With contributions from 23 poets, 3 engineers, and over 30 musicians, Pink Thunder presents a musical and lyrical experiment by award-winning songwriter / composer Michael Zapruder, to see what happens when poems are sung instead of spoken. Potent with weird, funny, and singular possibilities, Pink Thunder's playful and startling songs take their form entirely from the shape of the poems from which they are made. The result is a collection of musical readings both compelling and surprising. You are invited to listen.
This full-color hardcover book contains an artist's statement by Michael Zapruder with an introduction by Scott Pinkmountain, and comes with a CD containing 22 tracks. The book also features photographs from the recording sessions and the Wave Poetry Bus Tour and hand-lettered versions of the poems illuminated by Arrington de Dionyso.
Contributing poets include: Joshua Beckman, David Berman, Carrie St.
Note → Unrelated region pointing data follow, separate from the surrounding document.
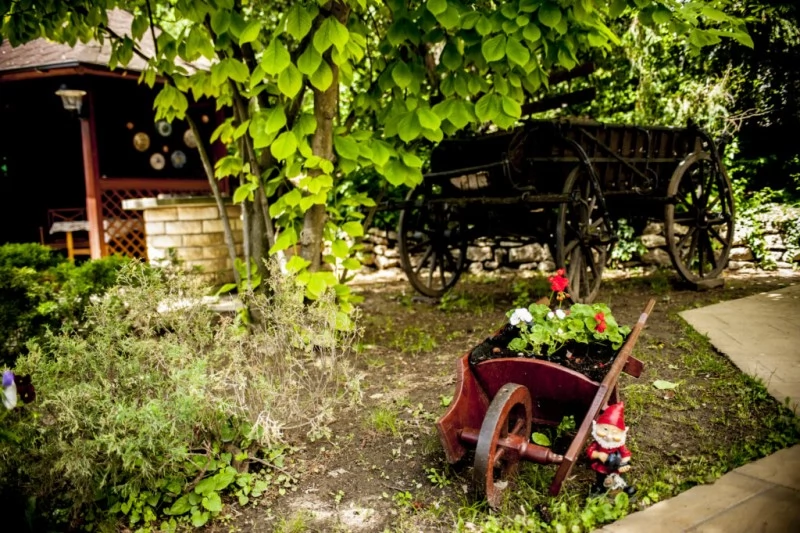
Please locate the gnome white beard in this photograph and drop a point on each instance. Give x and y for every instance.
(607, 443)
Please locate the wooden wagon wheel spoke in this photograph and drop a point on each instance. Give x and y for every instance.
(702, 252)
(428, 234)
(494, 467)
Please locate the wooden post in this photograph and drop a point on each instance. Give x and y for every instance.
(94, 206)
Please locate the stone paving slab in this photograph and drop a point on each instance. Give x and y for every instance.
(761, 335)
George Comer, Gillian Conoley, Bob Hicok, Noelle Kocot, Dorothea Lasky, Brett Fletcher Lauer, Anthony McCann, Valzhyna Mort, Hoa Nguyen, Sierra Nelson, Tyehimba Jess, Travis Nichols, D.A. Powell, Matthew Rohrer, Mary Ruefle, James Tate, Joe Wenderoth, Dara Weir, and Matthew Zapruder.
"Zapruder lets the songs wander, as if he's creating a melodic new method of storytelling... He builds songs in a Jon Brian-esque style, with Elliot Smith-like sensitivity and raw ache in his vocals, treading ever-so-lightly over tracks of electric guitar, drums, synthesizers, and in some cases, marimba or brass horns." —San Francisco Bay Guardian
"Zapruder may well have taken the largest step any artist, literary or otherwise, has taken in years toward reminding us why we love poetry . . . Pink Thunder is that remarkable historical happening that's both a great album and a great poetry collection."—The Huffington Post
"If Pink Thunder has a message, it’s that the relationship between poetry and music is more elusive, more conditional, than that of traditional lyrics in a song. This is the best thing about the project, the way Zapruder uses his music to mirror, or echo, his own reading of the material, and its emotional effect."